Japonlar’a daha az suşi

İngiltere’de Pret a Manger isimli bir fast food zinciri var. Şimdilerde değişti mi bilmiyorum, ama üçgen biçiminde, hepsinin tadı birbirine benzeyen çok lezzetsiz sandviçler yaparlardı. Geçen hafta ürünlerinde artık mavi yüzgeçli ton kullanmayacaklarını açıklamışlar. Sebebi de balığın soyunun tükenme tehlikesiyle karşı karşıya olmasıymış. Bu senenin başında Utah’taki Sundance Film Festivali’nde gösterime giren The End of the Line (Oltanın Sonu) adlı belgeselden de bu şekilde haberdar oldum. Yönetmen Rupert Murray aynı isimdeki bir kitaptan esinlenerek tamamlamış projeyi.
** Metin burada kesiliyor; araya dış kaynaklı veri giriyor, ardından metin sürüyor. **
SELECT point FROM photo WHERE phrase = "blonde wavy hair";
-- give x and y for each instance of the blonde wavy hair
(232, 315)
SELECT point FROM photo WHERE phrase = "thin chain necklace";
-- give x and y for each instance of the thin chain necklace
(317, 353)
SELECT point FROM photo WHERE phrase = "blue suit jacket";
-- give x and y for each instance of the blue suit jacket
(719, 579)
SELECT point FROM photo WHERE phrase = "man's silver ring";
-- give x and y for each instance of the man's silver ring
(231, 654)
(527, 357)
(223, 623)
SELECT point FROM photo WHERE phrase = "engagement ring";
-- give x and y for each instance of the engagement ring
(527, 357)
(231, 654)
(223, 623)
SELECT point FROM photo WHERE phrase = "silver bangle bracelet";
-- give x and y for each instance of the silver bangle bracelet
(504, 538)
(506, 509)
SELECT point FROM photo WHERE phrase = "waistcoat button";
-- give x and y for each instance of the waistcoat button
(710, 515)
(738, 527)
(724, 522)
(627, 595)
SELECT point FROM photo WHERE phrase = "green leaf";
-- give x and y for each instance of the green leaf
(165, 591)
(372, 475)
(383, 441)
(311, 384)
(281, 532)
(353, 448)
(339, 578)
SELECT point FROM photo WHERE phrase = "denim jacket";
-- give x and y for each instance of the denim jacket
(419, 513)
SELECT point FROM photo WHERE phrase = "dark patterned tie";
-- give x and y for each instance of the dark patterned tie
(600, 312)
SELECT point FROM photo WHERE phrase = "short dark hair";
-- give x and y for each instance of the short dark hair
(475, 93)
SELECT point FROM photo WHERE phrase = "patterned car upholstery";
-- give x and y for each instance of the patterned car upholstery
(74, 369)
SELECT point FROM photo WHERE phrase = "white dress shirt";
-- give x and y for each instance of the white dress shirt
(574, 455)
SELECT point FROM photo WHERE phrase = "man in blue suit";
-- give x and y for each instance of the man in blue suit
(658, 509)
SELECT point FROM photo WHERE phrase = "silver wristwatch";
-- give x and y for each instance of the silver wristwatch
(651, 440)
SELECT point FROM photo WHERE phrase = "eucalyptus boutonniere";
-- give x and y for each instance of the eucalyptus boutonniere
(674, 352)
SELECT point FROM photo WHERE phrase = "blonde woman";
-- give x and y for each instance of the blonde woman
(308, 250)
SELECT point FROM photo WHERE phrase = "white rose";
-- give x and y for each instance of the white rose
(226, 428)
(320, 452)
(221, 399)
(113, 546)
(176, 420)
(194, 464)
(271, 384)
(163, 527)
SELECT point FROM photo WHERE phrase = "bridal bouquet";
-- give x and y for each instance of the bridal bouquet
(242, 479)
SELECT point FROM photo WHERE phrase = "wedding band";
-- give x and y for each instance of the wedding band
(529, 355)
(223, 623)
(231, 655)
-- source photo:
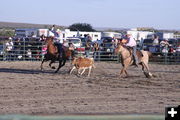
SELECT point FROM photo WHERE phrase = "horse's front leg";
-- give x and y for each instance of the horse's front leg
(60, 65)
(52, 61)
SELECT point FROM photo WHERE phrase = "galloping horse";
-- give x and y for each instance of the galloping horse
(53, 55)
(127, 59)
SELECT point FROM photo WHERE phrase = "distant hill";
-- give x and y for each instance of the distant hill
(13, 25)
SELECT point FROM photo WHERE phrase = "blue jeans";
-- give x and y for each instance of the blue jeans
(134, 54)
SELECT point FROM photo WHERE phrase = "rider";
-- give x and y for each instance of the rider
(132, 44)
(57, 42)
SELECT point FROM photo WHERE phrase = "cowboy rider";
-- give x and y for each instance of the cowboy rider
(131, 42)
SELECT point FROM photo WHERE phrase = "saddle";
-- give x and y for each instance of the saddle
(138, 53)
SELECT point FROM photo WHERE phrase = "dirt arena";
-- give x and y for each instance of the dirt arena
(24, 89)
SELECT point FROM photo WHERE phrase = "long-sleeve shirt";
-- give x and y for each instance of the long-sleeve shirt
(131, 42)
Filmin odak noktası denizlerdeki balık miktarındaki inanılmaz düşüş. Buna en çarpıcı örnek olarak da mavi yüzgeçli ton seçilmiş. Bilim adamları, balıkçılar, balık tüccarları, restorancılar dahil birçok kişinin görüşünün alındığı belgesel, Cebelitarık Boğazı’ndan Senegal ve Tokyo balık haline kadar birçok farklı noktadaki çekimlerle bu alanda yapılmış en kapsamlı çalışma iddiasını taşıyor. Bu balıklar Cebelitarık’tan girerek senenin kırk beş gününü Akdeniz’de geçiriyormuş. Bizde de 2002 yılında bu işin ne kadar kârlı olduğu fark edilip balık çiftlikleri kurulmaya başlanmış. Buralarda yakalanan küçük boy balıklar özel yemlerle kısa sürede şişmanlatılıp Japonya’ya ihraç ediliyormuş. “Toro” ismi verilen ve çok değerli bir lezzet olarak kabul edilen ton balığı göbeğinin Japonya’daki tüketimi dünya ortalamasının çok üzerinde ve balığın soyunun çok yakın zamanda tükenmesine yol açacak düzeydeymiş. Belgeselin bir bölümünde çevreciler “torolu” tarifleriyle ünlü Nobu Matsuhisa’nın Londra’daki restoranına odaklanıyor ve birçok zorlayıcı soruyla adamları güç durumda bırakıyorlar. Tariflerini çok beğendiğim Nobu’nun bir sonraki kitabında ton kullanacağını pek sanmıyorum. Burada henüz gösterime girmemiş olan filmin DVD’si de yok, ama www.babelgum.com sitesine girip ismini yazarsanız birçok bölümünü seyredebilirsiniz.

Deniz fasulyesi salatası

Yazın birçok meyhane ve restoranın menüsünde deniz börülcesini bulmak mümkün ama deniz fasulyesi sanırım Ege haricinde fazla bilinmeyen bir bitki. Tadı börülceye göre biraz daha mayhoş ve hazırlaması da kesinlikle daha kolay. Haşlayıp ayıkladıktan sonra istediğiniz gibi kullanabilirsiniz. Ben bu hafta kurutulmuş domates, kapari ve sumak ekşi ve isotlu bir salata yaptım. Kurutulmuş domates çok sertse sıcak suda biraz bekletip kullanabilirsiniz

MALZEMELER

Deniz fasulyesi 4 bağ
Kurutulmuş domates 7-8 tane, küçük doğranmış
Kapari 2 çorba kaşığı
Sumak ekşisi 2 çay kaşığı
Limon 2 tanenin suyu
Zeytinyağı 50 ml.
İsot 1 çay kaşığı
Tuz
Fasulyeleri kaynar suda yumuşayana kadar haşlayıp buzlu suya alın. Süzüp soğuttuktan sonra diğer malzemelerle karıştırıp servis edin.